Myzhencai commented 6 years ago

@MathGaron yeah , same issues , I have made up a wiki for your project ,if you think it is useful maybe you can put it in your wiki or readme to make everything specify : -). https://github.com/Myzhencai/deeptracking/wiki/ALL-DETAILS-OF-deeptracking-project. if i miss cite anything please make me known thanks for your help, i will keep on this project to make it work.

MathGaron commented 6 years ago

Ok well, I would definitely try 0.4 as 0.5 seems to have some breaking changes, and indeed the problem seems to be related to the ply file reading. Tell me about it so I can update the documentation.

In your wiki, you should maybe mention that you had some difficulty generating the data, thus without data, you can not expect a proper training.

Also, there is currently a docker file in the project for the training part, but none for the dataset generation, which could be a nice add-on/documentation for the installation process.
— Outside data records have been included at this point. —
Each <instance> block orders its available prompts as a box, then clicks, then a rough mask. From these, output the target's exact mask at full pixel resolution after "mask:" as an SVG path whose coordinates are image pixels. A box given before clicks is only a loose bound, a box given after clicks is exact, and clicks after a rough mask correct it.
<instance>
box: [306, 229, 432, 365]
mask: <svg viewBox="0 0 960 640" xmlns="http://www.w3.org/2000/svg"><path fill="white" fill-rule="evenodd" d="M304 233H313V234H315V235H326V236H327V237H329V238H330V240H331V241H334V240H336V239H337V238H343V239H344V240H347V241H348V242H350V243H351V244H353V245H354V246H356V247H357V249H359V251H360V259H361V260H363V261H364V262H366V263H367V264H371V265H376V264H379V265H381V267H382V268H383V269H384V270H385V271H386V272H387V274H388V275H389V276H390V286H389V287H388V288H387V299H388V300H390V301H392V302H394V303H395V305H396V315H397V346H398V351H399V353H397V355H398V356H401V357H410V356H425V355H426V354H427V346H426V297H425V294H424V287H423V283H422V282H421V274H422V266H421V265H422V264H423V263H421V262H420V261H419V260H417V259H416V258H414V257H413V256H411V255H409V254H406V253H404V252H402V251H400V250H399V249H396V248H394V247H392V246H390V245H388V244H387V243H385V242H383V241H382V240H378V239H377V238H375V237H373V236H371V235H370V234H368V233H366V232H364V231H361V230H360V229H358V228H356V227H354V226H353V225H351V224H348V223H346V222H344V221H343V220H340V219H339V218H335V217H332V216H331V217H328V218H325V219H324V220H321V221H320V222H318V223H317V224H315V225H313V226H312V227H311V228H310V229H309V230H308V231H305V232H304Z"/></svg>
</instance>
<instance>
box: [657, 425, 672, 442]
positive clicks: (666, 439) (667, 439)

Myzhencai commented 6 years ago

i yesterday have generated the docker images for almost all the dependences but I failed to commit it ,just a few days (tomorrow I will go back home from school,)I will push it to the docket hub and share to you . It is just based your docker images

Myzhencai commented 6 years ago

@MathGaron same things happen even changed the version to 0.4 maybe i need to modify the plyfile

Myzhencai commented 6 years ago

@MathGaron I just installed the dependences for the plyparser.py and test it with the file in this part : https://github.com/mingliangfu/deeptracking/blob/master/tests/data/basic.ply and this part : https://github.com/mingliangfu/deeptracking/blob/master/tests/data/basic_color.ply and the first one is normal but the second one is weired , maybe you can have a test .here is the result of mine:plyfile version 0.4 screenshot from 2018-02-01 21 59 37 screenshot from 2018-02-01 22 01 18 screenshot from 2018-02-01 22 02 29

Myzhencai commented 6 years ago

@MathGaron hi , thanks for help I finally find that it is the version of numpy that make the issue ,we can not just pip the numpy because the numpy=1.14.0 will make the error . have a nice day

MathGaron commented 6 years ago

Ok good catch, I will document this. Thank you for the update!